Each weekend during the summer of 1933, Reatha and Lovell spent a great deal of time together. On Sunday evenings, they drove to Sidney for the movies. North Dakota had strict blue laws at the time, forbidding any public establishment (except churches) from operating on Sundays. This was not a major factor, as Sidney in any case was the nearest town. Speaking of borders, while the Larson homesteads were all in North Dakota, the Hart farm where Reatha resided was on the Montana side.
At the theater, Reatha, because of her petite stature and appearance, was admitted on a child’s ticket ($0.05), while Lovell and their companions (often Neva and her boyfriend) paid the full price of $0.10. Lovell always had enough money for a bunch of candy bars at a nickel each.
It should be noted here that motion pictures were one of many “taboos” for Reatha’s father, so it was a new experience for Mother after her recent emancipation; one that she considered completely innocent in retrospect.
Another former taboo, which Mother embraced even more enthusiastically, was social dancing. Every other Saturday night there was a dance at the community hall in Skaar, ND. The dance hall itself was located in North Dakota, but the park next to it bordered Montana. This was significant because of Montana’s less restrictive laws. It seems that a bootlegger would come to the dances, but station his vehicle on the Montana side of the park, to “deal” illicit alcohol to the dancers. Prohibition was still in effect at the time.

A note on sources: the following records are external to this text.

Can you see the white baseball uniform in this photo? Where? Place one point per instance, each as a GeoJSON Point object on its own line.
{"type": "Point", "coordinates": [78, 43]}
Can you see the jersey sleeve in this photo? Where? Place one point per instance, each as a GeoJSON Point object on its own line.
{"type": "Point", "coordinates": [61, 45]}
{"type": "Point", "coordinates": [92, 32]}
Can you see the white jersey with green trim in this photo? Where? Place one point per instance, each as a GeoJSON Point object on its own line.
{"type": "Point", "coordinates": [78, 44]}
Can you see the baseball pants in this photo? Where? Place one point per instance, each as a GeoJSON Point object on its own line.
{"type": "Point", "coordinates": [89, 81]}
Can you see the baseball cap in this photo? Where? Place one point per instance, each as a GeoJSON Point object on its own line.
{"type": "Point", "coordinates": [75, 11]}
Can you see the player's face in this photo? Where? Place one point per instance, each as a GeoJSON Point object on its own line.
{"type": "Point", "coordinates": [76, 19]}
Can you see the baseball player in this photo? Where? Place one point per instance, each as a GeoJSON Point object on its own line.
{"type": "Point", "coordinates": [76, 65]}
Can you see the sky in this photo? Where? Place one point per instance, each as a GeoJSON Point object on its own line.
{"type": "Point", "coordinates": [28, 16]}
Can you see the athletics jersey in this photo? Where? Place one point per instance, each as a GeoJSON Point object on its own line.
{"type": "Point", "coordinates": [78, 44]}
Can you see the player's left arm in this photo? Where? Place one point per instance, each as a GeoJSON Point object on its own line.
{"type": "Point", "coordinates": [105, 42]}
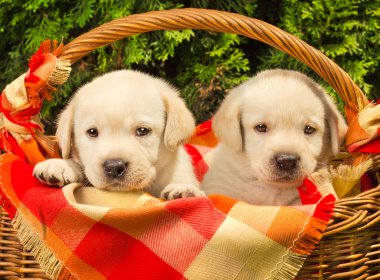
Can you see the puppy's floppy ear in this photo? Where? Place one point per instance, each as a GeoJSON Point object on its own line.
{"type": "Point", "coordinates": [336, 123]}
{"type": "Point", "coordinates": [65, 130]}
{"type": "Point", "coordinates": [227, 121]}
{"type": "Point", "coordinates": [180, 123]}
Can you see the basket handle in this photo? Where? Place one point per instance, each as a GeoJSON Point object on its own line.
{"type": "Point", "coordinates": [191, 18]}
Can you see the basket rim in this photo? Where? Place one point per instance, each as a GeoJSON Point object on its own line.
{"type": "Point", "coordinates": [220, 21]}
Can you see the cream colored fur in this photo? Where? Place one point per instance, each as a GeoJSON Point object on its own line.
{"type": "Point", "coordinates": [243, 164]}
{"type": "Point", "coordinates": [117, 104]}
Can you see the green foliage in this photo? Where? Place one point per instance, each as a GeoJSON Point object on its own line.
{"type": "Point", "coordinates": [202, 64]}
{"type": "Point", "coordinates": [347, 31]}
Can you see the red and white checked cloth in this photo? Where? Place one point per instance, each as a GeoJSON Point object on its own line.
{"type": "Point", "coordinates": [84, 233]}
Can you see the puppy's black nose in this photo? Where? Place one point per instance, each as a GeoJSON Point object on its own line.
{"type": "Point", "coordinates": [114, 168]}
{"type": "Point", "coordinates": [287, 162]}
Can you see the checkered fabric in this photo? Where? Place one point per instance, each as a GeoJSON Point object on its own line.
{"type": "Point", "coordinates": [81, 232]}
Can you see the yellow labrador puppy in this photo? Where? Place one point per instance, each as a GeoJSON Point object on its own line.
{"type": "Point", "coordinates": [274, 130]}
{"type": "Point", "coordinates": [124, 131]}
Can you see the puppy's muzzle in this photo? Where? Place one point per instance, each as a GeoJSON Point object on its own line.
{"type": "Point", "coordinates": [287, 162]}
{"type": "Point", "coordinates": [115, 168]}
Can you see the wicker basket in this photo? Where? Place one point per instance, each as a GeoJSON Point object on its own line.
{"type": "Point", "coordinates": [350, 247]}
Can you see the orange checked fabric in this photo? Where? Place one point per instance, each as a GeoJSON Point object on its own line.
{"type": "Point", "coordinates": [80, 232]}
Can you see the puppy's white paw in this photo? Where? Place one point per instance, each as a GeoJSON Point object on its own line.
{"type": "Point", "coordinates": [58, 172]}
{"type": "Point", "coordinates": [174, 191]}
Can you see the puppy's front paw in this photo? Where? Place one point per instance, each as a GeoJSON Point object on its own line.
{"type": "Point", "coordinates": [174, 191]}
{"type": "Point", "coordinates": [58, 172]}
{"type": "Point", "coordinates": [322, 180]}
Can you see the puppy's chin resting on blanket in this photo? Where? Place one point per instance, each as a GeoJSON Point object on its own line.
{"type": "Point", "coordinates": [275, 129]}
{"type": "Point", "coordinates": [124, 131]}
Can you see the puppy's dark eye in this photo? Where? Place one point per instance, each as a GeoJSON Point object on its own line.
{"type": "Point", "coordinates": [262, 128]}
{"type": "Point", "coordinates": [92, 132]}
{"type": "Point", "coordinates": [309, 129]}
{"type": "Point", "coordinates": [142, 131]}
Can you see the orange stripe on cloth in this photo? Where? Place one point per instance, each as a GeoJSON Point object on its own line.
{"type": "Point", "coordinates": [192, 238]}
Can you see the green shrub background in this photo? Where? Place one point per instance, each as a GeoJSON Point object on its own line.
{"type": "Point", "coordinates": [202, 64]}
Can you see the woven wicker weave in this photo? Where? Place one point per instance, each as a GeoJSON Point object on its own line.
{"type": "Point", "coordinates": [350, 248]}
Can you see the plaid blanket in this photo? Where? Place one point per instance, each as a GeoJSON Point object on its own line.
{"type": "Point", "coordinates": [80, 232]}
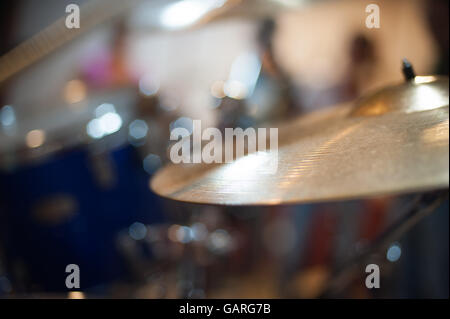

Mind you, Reatha did not drink, nor smoke, ever in her life, but this anecdote was still significant to her, possibly because the bootlegger was Fred Hart, a brother of her employer, and so a cousin by marriage to all us Larsons.
On the tapes, Mother spoke fondly of her early dancing experiences. Lovell did not really like dancing, so her usual partner was Norman Amundson. He complimented her on her waltz, which she said came as naturally to her as “1-2-3.” Reatha’s passion for ballroom dancing lasted the rest of her life.
On the Fourth of July, Reatha and Lovell visited a patriotic monument at Minot, ND. They were accompanied by Uncle Walt and his future bride, Irene Nelson. Here is a composite of two photos with the monument in the background.
On Sundays, after dancing until the wee hours the night before, and before the evening movies, Reatha and Lovell went horseback riding. Lovell brought her a horse named Harvey, which she said was old, clumsy, and stumbled (! very different from Uncle Ivan’s description of Harvey the Horse). Mom also related that in good-natured retaliation, cousin Harvey Larson named one of his horses “Lovell.”
Mom was a novice at riding, but her skills improved as the summer went on. She even accompanied Lovell, and Teddy Falkvord, when they drove a herd of mustangs from the Skaar area to Wibaux, MT.1933 Mustangs
The next fall and winter, Reatha worked at the McGlenn farm. Mrs. McGlenn was a schoolteacher, who continued teaching even though she was pregnant. That must have been quite unusual in those days. Mom considered her husband rather lazy, and was somewhat scandalized that his wife had to work while pregnant. Mr. McGlenn reputedly spent his time on a nearby hill, spying on his neighbors with field glasses. All winter, Mom lived in a lean-to on the side of their house, where it was so cold, she slept wearing gloves and socks.
The following summer, Reatha got a job in Sidney, as a domestic for the manager of the local Penny’s store. On her weekends off, Lovell would bring her back to the homesteads, where they spent their days and evenings together, and Mom slept at Neva’s (what few hours she did sleep).